The concept of protocols is designed for mass production not mass personalization
Medicine is practiced using protocols and documented in EHRs. When written down they can look like a cook book or a choose-your-own-adventure story book. The intent is to codify medical knowledge into a guide that can be consistently used by all physicians to obtain the ideal outcome. But as a result of strict adherence to medical practice standards, they inherently choose paths that are well defined based on the assumption that most people are similar in their response to treatments. So over time the protocol is enhanced to suggest which decision is the right one to make with a given patient and a protocol will more often than not be ‘anti-precision,’ just in the same way that a factory is designed to make one size of jeans at a time rather than make a custom set of jeans for each customer visiting the store.

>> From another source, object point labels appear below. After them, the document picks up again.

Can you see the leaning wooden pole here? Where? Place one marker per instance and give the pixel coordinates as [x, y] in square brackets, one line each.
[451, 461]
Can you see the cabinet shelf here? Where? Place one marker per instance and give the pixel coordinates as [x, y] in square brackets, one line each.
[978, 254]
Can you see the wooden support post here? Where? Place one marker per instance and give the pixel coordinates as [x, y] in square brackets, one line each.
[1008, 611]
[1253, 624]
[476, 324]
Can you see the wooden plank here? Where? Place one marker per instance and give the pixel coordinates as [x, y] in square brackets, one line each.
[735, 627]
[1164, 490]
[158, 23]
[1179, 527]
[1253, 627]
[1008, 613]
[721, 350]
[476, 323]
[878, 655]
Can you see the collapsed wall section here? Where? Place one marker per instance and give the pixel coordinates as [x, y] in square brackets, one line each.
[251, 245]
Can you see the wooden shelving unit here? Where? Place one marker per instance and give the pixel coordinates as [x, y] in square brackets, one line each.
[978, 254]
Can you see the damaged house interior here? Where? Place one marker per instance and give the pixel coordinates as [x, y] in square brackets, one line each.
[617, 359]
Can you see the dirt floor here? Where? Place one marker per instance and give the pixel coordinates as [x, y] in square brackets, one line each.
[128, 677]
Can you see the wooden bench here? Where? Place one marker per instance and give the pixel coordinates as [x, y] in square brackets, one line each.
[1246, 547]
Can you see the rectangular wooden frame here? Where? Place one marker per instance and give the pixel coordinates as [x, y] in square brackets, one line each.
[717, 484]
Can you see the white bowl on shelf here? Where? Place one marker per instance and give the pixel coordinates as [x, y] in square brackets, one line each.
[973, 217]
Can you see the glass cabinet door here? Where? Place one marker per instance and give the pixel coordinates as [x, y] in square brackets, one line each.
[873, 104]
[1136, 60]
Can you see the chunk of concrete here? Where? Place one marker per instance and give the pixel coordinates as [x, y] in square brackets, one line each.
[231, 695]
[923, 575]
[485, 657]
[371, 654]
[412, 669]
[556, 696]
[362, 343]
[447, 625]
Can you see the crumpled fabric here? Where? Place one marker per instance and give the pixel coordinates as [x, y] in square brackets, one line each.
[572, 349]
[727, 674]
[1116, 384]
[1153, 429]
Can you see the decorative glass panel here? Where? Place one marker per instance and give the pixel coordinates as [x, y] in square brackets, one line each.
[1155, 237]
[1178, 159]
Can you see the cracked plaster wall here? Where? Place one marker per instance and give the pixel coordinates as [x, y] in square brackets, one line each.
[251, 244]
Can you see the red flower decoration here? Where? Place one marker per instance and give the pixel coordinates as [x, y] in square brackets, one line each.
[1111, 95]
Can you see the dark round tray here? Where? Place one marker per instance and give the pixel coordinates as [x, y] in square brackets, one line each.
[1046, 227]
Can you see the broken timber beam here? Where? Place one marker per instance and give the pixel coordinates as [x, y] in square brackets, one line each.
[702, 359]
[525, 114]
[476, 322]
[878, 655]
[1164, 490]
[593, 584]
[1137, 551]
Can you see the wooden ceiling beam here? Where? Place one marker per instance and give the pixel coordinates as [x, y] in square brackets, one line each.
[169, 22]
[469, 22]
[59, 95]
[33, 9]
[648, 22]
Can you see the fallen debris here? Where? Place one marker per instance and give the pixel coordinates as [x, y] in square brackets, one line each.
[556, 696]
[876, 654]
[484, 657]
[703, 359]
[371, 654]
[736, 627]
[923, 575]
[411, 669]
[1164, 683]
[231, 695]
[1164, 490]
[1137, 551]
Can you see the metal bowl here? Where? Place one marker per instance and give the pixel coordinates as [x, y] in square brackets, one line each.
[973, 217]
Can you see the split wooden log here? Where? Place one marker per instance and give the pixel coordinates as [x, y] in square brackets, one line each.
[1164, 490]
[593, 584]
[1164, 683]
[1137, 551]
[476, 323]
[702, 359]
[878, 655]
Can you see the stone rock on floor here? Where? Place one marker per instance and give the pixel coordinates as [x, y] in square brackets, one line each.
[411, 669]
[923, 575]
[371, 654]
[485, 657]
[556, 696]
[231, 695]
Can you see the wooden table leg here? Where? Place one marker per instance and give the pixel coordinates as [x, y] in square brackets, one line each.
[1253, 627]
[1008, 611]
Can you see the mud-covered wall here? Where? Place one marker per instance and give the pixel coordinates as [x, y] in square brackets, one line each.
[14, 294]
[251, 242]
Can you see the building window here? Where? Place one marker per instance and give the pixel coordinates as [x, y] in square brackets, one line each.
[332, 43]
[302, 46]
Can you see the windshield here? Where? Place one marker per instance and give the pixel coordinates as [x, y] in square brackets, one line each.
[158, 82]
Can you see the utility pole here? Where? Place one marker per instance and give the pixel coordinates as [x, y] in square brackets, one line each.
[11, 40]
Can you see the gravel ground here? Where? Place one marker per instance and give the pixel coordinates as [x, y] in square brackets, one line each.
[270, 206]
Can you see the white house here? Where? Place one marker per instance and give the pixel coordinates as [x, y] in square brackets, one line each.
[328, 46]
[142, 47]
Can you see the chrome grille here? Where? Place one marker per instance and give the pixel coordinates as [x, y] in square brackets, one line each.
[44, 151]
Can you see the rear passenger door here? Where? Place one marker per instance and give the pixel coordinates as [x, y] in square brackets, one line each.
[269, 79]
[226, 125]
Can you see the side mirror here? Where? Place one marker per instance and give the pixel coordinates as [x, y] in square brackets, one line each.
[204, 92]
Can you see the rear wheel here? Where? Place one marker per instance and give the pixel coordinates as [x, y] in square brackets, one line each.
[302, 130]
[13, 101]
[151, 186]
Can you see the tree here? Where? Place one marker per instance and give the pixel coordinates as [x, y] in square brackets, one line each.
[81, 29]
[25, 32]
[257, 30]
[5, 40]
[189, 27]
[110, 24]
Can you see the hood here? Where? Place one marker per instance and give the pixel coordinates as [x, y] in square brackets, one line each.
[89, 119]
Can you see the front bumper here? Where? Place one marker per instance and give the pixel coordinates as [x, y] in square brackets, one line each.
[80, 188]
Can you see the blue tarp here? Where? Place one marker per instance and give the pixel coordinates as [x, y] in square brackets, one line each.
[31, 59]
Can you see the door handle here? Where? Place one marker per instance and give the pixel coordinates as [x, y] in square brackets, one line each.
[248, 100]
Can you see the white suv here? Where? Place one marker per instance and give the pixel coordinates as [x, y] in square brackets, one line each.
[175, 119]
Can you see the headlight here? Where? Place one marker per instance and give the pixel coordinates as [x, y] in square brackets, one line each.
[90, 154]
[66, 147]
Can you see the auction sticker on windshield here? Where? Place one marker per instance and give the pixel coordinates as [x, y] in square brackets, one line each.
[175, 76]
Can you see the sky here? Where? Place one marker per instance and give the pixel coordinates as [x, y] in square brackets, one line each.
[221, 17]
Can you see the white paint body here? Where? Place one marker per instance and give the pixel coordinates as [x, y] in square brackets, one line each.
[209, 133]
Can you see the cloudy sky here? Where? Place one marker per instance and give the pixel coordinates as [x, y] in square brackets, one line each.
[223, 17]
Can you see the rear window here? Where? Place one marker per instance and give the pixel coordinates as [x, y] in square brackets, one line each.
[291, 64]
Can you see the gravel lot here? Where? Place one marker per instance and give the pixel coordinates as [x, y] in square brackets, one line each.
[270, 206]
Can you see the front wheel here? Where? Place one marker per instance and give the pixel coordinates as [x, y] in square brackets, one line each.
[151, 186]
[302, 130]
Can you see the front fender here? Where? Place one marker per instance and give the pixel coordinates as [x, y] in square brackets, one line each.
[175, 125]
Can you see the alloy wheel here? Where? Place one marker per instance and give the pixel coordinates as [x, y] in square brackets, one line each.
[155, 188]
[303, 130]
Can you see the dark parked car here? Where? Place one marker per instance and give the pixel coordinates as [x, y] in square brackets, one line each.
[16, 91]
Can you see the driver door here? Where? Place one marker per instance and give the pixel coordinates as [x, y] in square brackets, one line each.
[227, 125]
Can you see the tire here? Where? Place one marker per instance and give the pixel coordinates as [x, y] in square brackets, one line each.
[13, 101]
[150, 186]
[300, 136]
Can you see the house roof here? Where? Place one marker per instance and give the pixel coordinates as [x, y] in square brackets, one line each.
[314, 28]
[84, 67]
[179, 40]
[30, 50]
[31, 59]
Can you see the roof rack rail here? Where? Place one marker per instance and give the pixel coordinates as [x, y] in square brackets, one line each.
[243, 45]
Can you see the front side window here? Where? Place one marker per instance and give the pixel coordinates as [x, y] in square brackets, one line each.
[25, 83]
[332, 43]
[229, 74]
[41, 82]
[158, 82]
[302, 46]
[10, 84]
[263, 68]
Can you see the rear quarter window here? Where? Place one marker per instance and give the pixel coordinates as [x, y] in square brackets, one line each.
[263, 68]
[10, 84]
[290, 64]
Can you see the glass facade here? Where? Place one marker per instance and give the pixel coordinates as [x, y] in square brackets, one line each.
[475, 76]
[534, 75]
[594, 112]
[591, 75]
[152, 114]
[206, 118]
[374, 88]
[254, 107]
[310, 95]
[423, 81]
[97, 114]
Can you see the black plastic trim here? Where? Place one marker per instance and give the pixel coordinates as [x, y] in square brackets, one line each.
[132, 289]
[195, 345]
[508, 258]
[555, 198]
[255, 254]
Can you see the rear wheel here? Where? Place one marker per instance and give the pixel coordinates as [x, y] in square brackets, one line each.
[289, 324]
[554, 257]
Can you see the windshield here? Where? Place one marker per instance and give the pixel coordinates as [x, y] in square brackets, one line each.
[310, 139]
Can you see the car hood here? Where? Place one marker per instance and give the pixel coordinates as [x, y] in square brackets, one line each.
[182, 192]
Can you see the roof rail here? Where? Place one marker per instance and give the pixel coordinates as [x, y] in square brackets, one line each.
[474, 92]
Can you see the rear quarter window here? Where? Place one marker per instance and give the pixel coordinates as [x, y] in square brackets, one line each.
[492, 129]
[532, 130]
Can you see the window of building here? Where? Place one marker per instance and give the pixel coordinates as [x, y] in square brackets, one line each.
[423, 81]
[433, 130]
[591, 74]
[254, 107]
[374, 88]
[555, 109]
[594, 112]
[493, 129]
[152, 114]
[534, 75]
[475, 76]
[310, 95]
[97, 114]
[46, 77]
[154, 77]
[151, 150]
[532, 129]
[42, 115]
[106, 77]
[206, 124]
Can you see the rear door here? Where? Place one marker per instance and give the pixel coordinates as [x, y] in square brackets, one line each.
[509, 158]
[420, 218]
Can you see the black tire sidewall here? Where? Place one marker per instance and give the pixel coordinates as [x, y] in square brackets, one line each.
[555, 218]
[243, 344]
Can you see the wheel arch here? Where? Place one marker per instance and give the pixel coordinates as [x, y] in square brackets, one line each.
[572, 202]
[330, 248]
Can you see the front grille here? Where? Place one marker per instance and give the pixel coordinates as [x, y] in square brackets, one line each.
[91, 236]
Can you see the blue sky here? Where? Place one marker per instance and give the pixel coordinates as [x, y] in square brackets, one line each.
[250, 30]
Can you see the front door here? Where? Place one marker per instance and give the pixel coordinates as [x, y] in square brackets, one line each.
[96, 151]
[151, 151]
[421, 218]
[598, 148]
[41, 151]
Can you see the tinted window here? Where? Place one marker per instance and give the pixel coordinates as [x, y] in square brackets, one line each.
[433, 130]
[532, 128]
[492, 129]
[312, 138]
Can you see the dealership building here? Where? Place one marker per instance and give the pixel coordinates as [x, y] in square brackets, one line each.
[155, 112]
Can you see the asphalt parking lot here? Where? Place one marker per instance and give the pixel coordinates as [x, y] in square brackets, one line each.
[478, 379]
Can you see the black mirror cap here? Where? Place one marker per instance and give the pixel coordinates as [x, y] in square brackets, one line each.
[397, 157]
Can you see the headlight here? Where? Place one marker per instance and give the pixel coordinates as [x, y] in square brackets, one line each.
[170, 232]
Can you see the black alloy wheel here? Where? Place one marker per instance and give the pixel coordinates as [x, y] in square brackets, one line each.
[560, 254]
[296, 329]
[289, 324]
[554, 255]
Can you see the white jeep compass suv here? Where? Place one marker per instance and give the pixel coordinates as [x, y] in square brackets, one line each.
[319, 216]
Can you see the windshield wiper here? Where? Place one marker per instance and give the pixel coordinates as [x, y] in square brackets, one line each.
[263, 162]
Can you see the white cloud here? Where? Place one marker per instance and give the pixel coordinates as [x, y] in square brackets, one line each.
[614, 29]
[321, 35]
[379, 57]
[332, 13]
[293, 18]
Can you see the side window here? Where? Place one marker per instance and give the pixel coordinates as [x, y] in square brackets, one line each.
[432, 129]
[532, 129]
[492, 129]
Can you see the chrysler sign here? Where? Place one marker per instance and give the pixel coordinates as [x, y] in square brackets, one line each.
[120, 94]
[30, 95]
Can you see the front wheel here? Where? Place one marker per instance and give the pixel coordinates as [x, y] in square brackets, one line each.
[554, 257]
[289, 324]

I have spent several years working with specialty medical offices like oncology centers, diabetes clinics, IPAs (Independent Practice Associations), and disease advocacy groups seeking to build health care data warehouses and analytics solutions. During that time, I have seen the same concerns pop up over and over: “How can we understand the value and impact of our care if we only see the component of care that we provide? If we can’t understand our value, then how can we make sure that we are optimizing our care, getting reimbursed for our impact, and executing leading research in our specialties that helps find better medical treatments for our patients? How can we really care for patients effectively in the first place?”
Organizations are highly restricted in the ways they share data. HIPAA allows for data sharing between entities, but doesn’t provide for any mechanism or incentives to do so efficiently or in a scalable method. Also, the groups who should be sharing may find themselves in competitive situations where sharing could be perceived as risky. But in spite of this, some exciting developments have quietly been moving forward in the past few years that can help fill in pieces of the data last mile.
The rise of Meaningful Use 2 (MU2) compliant electronic medical records (EMR) with the objective to enable health information exchange (HIE) between systems now represents a potential solution to this challenge that has been exacerbating the fragmentation of the health care industry for years. Public HIEs have not yet demonstrated that they can resolve analytics issues or workflow changes. Instead, there are some new and useful models of HIE that show great promise that are likely being adapted from the lessons learned from the original HIE designs.